6. The method of claim 1, wherein performing an operation comprises displaying at least one of a measurement, a log, and a message on a computer display.
7. The method of claim 1, wherein performing an operation comprises generating a control signal for the downhole tool or another downhole component.
8. A system that comprises:
a downhole tool deployed in a borehole, wherein the downhole tool provides a downhole tool measurement or communication;
a downhole telemetry unit that is part of the downhole tool or that is in communication with the downhole tool, wherein the downhole telemetry unit modulates at least one tracer concentration in a flow stream of the borehole by synchronizing the at least one tracer concentration with a tracer modulation scheme employed by the downhole telemetry unit to generate an uplink telemetry signal conveying the downhole tool measurement or communication;
at least one tracer sensor to collect tracer concentration measurements from the flow stream as a function of time;
a processor that recovers the uplink telemetry signal from the collected tracer concentration measurements that are synchronized with the tracer modulation scheme; and
at least one component that performs an operation in response to the recovered uplink telemetry signal.
9. The system of claim 8, wherein the downhole telemetry unit is deployed in the borehole via slickline or coiled tubing.
10. The system of claim 8, wherein the downhole telemetry unit is deployed in the borehole as part of a drill string.
11. The system of claim 8, wherein the downhole telemetry unit is deployed in the borehole as part of a gas-lift mandrel.

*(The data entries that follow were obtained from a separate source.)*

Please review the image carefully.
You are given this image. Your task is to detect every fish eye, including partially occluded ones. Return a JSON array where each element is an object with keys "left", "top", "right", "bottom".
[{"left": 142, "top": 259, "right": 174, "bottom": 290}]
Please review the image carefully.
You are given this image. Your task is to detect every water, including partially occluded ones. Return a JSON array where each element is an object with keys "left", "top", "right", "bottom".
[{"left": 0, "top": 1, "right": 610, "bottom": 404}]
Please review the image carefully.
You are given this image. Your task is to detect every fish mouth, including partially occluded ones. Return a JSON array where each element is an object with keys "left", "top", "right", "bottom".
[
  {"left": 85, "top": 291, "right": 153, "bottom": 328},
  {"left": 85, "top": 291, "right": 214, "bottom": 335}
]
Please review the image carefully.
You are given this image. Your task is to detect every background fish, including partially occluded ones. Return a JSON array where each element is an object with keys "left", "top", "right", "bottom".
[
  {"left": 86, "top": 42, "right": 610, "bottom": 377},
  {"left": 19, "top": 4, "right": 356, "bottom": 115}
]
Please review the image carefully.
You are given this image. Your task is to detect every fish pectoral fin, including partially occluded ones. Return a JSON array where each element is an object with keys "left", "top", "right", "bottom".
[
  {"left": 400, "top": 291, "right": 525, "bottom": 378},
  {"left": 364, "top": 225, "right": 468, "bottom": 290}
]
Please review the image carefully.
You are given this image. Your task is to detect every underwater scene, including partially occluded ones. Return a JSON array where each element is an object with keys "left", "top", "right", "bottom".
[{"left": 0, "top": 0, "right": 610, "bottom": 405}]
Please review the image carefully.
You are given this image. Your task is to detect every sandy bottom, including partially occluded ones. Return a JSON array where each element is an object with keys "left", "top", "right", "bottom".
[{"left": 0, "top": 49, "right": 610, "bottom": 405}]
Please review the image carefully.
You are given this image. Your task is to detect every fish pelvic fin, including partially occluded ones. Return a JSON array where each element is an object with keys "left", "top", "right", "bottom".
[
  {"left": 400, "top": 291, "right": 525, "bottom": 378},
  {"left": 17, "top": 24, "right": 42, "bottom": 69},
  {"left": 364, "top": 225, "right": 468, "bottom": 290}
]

12. The system of claim 8, wherein the at least one component comprises a computer that performs a display or alert operation in response to the recovered uplink telemetry signal.
13. The system of claim 8, wherein the at least one component comprises a downhole flow control device that is directed to perform a flow adjustment operation in response to the recovered uplink telemetry signal.
14. A downhole telemetry unit that comprises:
a communication interface to receive a downhole tool measurement or communication;
an encoder that generates a digital signal representing the downhole tool measurement or communication; and
a modulator that modulates at least one tracer concentration in a borehole flow stream based on the digital signal by synchronizing the at least one tracer concentration with a tracer modulation scheme employed by the modulator to generate an uplink telemetry signal conveying the downhole tool measurement or communication.
15. The downhole telemetry unit of claim 14, wherein the modulator comprises at least one tracer-release component that is controlled by the digital signal.
16. The downhole telemetry unit of claim 15, wherein the at least one tracer-release component comprises a heater element.
17. The downhole telemetry unit of claim 15, wherein the at least one tracer-release component comprises a port element on an exterior surface of the telemetry unit.
18. The downhole telemetry unit of claim 15, wherein the at least one tracer-release component comprises an electrolysis element or catalytic element.
19. The downhole telemetry unit of claim 15, wherein the at least one tracer-release component comprises tracer capsules and at least one actuator to break tracer capsules.
20. The downhole telemetry unit of claim 15, wherein the at least one tracer-release component comprises a pressurized gas container and a valve.
21. The downhole telemetry unit of claim 14, further comprising a power supply that provides power to the modulator.